— Зачем он морочил ему голову? — удивлялся Юра. — Кто-кто, но я-то ведь прекрасно знаю, что ревмокардит у него с раннего детства!
Может быть, ощущение, что Аркадию не так уж худо, как он старается это изобразить, возникло у меня под влиянием этого рассказа.
Как бы то ни было, хоть и гораздо медленнее, чем мне бы хотелось, но мы все-таки дошли до его дома и остановились под окнами, намереваясь распрощаться и разойтись.

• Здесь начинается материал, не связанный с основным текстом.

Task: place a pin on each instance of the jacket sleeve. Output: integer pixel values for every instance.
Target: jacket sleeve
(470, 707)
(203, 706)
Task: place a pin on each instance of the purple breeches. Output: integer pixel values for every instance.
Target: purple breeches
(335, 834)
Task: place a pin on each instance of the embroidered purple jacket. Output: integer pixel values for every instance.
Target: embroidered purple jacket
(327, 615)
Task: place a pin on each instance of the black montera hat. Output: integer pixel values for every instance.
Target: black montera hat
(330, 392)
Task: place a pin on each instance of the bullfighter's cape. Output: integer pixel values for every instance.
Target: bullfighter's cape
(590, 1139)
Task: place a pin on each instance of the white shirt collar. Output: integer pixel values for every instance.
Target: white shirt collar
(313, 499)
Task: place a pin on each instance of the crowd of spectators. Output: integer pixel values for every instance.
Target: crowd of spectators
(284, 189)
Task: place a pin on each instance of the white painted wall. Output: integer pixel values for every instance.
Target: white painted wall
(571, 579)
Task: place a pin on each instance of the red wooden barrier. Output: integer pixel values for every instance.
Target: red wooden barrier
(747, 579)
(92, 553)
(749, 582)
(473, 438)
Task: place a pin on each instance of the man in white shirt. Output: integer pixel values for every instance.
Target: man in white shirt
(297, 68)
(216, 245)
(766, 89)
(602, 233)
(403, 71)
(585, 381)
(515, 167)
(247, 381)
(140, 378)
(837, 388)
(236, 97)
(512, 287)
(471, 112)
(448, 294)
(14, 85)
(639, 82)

Но тут вдруг распахнулось окно и нас облили, как мне сперва показалось, водой.
— Вот чёрт! — довольно беззлобно пробормотал я. Но, принюхавшись, убедился, что то была отнюдь не вода. Не могло быть ни малейших сомнений, что кто-то из соседей Аркадия просто-напросто сблевал на нас сверху. Тут уж я «чёртом» не ограничился, непроизвольно прибегнув к более сильным выражениям.
— Дорогой Бен, — попытался утихомирить меня Аркадий. — Я не советовал бы вам так откровенно намекать на ваши интимные отношения с матушкой этого хама. Чего доброго, он еще решит, что вы и впрямь ее дефлорировали.
Это тонкое рассуждение меня не остановило. Я прибегнул к еще более сильным выражениям. На что услышал знакомое:
— Полноте, голубчик! Это же Россия!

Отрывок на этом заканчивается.